Piège 4 — Confondre 'feu de mât' et 'feu physiquement en haut du mât'
“Feu de tête de mât” est un terme COLREG, pas une description anatomique. Sur un navire de plaisance de 8 m, le feu de mât peut être à 2,5 m au-dessus du plat-bord. Sur un Zodiac semi-rigide à moteur, c’est techniquement un feu de mât — même s’il n’y a pas de mât. À l’oral, ce terme désigne toujours le feu blanc 225° placé à l’avant.
Piège 5 — Inverser l'arc du feu de mât (225°) et celui du feu de poupe (135°)
Le mnémo qui marche : 225° pour le feu avant — le plus grand arc, car le risque de collision est maximal sur l’avant. 135° pour le feu de poupe. Et la vérification : 225 + 135 = 360. Si tu mélanges les deux, ta couverture d’horizon ne colle plus.
Piège 6 — Confondre les deux exemptions de R23(d)
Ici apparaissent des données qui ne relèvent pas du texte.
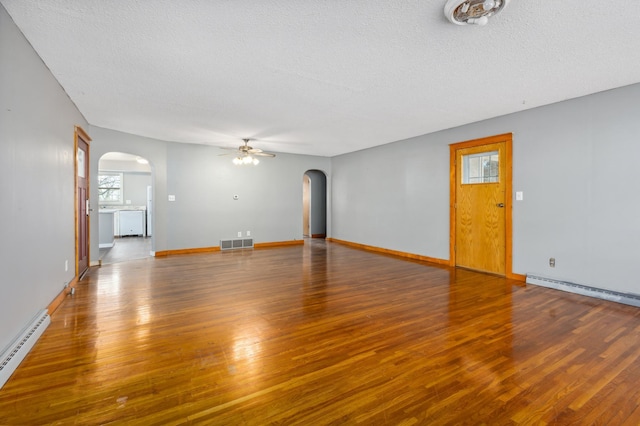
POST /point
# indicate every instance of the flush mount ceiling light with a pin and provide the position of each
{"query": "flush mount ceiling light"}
(472, 12)
(246, 154)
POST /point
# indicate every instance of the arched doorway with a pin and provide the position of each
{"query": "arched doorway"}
(314, 204)
(125, 207)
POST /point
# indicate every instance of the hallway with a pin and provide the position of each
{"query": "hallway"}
(126, 248)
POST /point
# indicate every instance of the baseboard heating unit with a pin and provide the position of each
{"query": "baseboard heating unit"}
(613, 296)
(19, 348)
(236, 243)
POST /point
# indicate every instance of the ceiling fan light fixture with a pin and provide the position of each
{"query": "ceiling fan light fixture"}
(472, 12)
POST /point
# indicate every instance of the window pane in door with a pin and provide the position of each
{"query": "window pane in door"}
(480, 168)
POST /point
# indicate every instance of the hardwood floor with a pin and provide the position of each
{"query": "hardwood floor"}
(126, 249)
(325, 334)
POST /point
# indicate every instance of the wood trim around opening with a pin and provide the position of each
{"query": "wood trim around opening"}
(78, 131)
(508, 139)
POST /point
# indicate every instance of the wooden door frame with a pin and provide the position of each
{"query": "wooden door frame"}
(80, 133)
(453, 148)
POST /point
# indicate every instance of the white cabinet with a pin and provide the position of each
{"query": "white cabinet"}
(131, 222)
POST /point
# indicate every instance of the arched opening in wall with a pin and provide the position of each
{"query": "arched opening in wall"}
(314, 204)
(125, 203)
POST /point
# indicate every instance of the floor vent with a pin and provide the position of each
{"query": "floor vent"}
(19, 349)
(614, 296)
(236, 243)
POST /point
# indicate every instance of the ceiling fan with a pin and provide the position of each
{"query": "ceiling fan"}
(246, 154)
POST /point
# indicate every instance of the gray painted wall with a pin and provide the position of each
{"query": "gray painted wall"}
(269, 201)
(37, 157)
(575, 161)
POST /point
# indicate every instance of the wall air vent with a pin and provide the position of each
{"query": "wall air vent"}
(236, 243)
(472, 12)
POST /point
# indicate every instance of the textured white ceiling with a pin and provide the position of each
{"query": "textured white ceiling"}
(322, 77)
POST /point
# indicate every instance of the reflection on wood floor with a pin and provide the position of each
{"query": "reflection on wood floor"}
(126, 248)
(325, 334)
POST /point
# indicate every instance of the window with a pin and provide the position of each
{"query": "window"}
(109, 188)
(480, 168)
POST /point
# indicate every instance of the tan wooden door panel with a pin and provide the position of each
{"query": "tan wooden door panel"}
(480, 233)
(481, 205)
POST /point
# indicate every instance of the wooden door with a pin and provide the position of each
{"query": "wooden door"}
(82, 201)
(306, 200)
(482, 205)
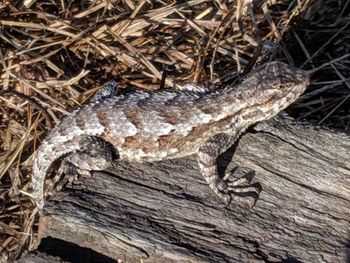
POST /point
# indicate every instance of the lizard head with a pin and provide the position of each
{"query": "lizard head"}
(275, 86)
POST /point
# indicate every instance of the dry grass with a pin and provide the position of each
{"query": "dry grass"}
(55, 54)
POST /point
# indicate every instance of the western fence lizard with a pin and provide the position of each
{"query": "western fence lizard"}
(166, 124)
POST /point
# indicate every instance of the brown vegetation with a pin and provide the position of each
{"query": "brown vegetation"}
(55, 54)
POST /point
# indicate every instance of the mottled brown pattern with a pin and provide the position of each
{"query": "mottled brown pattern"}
(103, 117)
(80, 122)
(145, 144)
(134, 117)
(167, 124)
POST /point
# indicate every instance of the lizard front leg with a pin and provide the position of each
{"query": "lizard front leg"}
(226, 188)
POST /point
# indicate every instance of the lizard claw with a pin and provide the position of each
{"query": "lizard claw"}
(239, 189)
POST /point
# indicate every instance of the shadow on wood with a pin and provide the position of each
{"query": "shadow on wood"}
(164, 211)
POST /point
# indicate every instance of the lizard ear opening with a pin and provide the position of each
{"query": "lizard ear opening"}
(109, 90)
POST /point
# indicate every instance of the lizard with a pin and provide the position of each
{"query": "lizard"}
(165, 124)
R23(d)(i) : navire < 12 m peut montrer un feu blanc tout l’horizon + feux de côté. R23(d)(ii) : navire < 7 m et vitesse ≤ 7 nœuds peut se contenter d’un seul feu blanc tout l’horizon (feux de côté “si possible”). La frontière est à 7 m ET 7 nœuds, pas à 12 m seul. Un dériveur à moteur de 5 m qui file 8 nœuds doit les feux de côté — pas d’exemption.
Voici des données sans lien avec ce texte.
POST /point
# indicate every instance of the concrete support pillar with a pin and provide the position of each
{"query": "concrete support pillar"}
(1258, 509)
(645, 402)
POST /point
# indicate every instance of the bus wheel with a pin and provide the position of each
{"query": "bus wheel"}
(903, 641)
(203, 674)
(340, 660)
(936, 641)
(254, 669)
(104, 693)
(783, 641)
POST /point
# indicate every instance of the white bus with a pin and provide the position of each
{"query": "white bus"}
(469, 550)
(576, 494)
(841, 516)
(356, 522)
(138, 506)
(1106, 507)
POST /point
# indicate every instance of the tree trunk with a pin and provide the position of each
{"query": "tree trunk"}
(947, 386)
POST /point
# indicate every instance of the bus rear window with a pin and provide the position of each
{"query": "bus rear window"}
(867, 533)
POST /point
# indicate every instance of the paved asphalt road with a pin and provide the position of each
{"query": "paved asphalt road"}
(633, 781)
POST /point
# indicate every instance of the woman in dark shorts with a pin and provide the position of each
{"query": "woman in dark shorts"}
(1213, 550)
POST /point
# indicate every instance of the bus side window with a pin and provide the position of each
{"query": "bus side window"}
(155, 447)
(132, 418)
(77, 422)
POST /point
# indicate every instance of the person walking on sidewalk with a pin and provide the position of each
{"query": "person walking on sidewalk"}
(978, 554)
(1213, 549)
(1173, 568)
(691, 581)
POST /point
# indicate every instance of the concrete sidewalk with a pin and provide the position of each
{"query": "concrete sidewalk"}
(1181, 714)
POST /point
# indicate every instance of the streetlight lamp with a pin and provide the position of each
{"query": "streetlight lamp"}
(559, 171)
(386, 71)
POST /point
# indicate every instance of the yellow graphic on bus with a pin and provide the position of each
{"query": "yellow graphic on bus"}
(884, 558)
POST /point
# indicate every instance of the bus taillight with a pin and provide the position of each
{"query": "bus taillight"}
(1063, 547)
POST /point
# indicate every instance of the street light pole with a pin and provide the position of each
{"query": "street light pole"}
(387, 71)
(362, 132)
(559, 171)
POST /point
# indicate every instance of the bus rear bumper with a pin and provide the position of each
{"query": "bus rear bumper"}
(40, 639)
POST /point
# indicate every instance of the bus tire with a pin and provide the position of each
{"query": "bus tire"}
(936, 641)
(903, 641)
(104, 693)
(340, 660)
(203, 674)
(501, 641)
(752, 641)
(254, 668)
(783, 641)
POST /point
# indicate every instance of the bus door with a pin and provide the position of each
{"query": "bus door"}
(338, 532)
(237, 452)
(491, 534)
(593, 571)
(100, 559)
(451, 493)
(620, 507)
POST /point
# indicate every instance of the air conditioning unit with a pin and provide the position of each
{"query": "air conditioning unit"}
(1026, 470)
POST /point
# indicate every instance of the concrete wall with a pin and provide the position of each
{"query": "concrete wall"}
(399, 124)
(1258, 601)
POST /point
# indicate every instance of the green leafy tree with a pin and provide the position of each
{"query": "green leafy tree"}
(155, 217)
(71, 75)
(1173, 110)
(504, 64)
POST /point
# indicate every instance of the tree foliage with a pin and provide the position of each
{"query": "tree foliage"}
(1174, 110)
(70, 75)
Lire les feux pour appliquer la bonne règle de barre
Les feux R23 sont l’outil d’identification qui rend les règles de barre applicables. De nuit, on ne voit pas un navire — on voit ses feux. Sans lecture correcte des feux, on ne peut pas savoir quelle règle appliquer.
La séquence à dérouler :
Lire les feux
Identifier le type de navire — R23, R25, R27, R26 — en fonction de la combinaison visible.
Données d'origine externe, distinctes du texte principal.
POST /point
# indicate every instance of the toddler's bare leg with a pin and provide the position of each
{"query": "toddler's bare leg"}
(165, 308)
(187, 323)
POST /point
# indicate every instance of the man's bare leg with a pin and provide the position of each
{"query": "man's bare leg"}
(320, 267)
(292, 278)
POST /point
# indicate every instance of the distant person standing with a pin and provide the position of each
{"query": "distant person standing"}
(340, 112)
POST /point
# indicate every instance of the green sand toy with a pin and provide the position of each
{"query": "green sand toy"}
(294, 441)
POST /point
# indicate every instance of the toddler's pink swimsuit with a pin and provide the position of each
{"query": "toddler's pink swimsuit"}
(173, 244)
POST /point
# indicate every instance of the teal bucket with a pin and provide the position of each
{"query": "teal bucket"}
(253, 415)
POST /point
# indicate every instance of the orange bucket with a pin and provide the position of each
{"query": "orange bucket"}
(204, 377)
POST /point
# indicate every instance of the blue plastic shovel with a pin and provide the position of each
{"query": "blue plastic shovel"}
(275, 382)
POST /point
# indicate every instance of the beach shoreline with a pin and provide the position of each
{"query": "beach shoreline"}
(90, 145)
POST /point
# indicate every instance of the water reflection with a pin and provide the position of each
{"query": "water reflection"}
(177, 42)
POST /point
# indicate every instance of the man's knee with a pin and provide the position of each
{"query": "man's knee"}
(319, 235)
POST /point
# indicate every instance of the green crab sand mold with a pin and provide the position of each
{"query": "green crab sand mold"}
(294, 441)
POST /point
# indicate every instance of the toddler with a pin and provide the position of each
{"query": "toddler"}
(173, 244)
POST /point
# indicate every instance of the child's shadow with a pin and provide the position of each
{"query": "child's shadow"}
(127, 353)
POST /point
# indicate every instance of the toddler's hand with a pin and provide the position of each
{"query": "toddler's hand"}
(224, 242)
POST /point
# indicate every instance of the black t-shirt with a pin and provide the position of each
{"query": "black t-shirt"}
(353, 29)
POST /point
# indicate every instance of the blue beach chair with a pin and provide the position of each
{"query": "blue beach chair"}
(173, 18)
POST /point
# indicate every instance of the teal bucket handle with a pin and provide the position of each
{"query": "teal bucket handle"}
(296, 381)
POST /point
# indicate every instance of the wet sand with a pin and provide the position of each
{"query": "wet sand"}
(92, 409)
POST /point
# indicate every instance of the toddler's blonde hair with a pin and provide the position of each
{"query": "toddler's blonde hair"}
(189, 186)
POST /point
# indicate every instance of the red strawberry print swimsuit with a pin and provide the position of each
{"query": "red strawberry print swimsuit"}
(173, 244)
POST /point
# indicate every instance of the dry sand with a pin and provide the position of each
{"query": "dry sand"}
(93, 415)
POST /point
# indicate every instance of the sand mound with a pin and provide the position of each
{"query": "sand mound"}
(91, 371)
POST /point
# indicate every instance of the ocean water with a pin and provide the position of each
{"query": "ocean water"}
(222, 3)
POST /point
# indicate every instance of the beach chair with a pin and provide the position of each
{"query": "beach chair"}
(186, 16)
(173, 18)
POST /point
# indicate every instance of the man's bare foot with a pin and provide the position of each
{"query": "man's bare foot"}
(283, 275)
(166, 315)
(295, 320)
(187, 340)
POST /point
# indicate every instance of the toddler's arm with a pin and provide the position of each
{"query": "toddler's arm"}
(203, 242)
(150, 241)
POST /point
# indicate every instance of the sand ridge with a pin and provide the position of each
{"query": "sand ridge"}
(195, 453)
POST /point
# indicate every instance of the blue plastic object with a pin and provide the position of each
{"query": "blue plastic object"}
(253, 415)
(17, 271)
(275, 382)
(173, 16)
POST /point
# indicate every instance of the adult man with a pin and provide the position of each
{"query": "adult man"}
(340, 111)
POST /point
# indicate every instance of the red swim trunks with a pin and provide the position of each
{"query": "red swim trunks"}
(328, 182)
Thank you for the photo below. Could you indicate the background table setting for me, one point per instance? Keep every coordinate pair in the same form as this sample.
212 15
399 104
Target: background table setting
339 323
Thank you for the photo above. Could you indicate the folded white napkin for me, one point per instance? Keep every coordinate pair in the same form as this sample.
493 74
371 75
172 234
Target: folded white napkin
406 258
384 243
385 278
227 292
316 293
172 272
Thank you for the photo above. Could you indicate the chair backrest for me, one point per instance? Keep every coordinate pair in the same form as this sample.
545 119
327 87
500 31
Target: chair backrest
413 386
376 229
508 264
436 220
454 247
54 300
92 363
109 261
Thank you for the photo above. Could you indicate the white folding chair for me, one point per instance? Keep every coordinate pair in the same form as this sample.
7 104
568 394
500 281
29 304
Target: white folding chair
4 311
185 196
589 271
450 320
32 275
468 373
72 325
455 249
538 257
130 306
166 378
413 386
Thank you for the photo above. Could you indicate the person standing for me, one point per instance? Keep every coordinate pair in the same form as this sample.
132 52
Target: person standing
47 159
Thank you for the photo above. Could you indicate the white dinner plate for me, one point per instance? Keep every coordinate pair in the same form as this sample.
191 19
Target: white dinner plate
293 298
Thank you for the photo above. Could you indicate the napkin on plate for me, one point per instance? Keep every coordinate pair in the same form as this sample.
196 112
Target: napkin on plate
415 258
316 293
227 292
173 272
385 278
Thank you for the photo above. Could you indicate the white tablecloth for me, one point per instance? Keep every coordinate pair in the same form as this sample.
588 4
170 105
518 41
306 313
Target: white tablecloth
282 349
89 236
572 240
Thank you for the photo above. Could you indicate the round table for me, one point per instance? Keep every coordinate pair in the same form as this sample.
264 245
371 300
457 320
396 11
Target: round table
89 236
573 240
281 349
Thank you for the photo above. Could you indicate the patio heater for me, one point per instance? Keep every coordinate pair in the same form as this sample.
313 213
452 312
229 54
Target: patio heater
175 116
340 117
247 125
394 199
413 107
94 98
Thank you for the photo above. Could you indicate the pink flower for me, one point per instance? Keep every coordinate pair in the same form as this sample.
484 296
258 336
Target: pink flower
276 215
Identifier l'angle d'observation
Quelle combinaison de feux je vois ? Rouge + vert + mât, un seul côté + mât, ou un seul blanc bas ?
Appliquer la règle de barre
R13 si je vois la poupe seule — je rattrape. R14 si rouge + vert + mât — face-à-face. R15 si un seul côté + mât — croisement, avec le gisement pour décider.
Exemple
Croisement nocturne R15 — mise en situation CMP
Je vois la nuit un feu blanc en haut et un feu rouge sur mon avant tribord. L’autre est sur mon tribord : je suis le non-privilégié, je manœuvre (R16) en évitant de lui couper l’avant. Si je vois un feu blanc en haut et un feu vert sur mon avant bâbord, il est sur mon bâbord : je suis normalement privilégié, je maintiens cap et vitesse (R17), tout en surveillant que le risque se réduit bien.
Ce lien direct entre lecture des feux R23 et application de R15 est ce qui sépare un candidat qui récite la règle d’un candidat qui sait naviguer la nuit. L’examinateur le voit immédiatement quand il pose une question sur un scénario nocturne.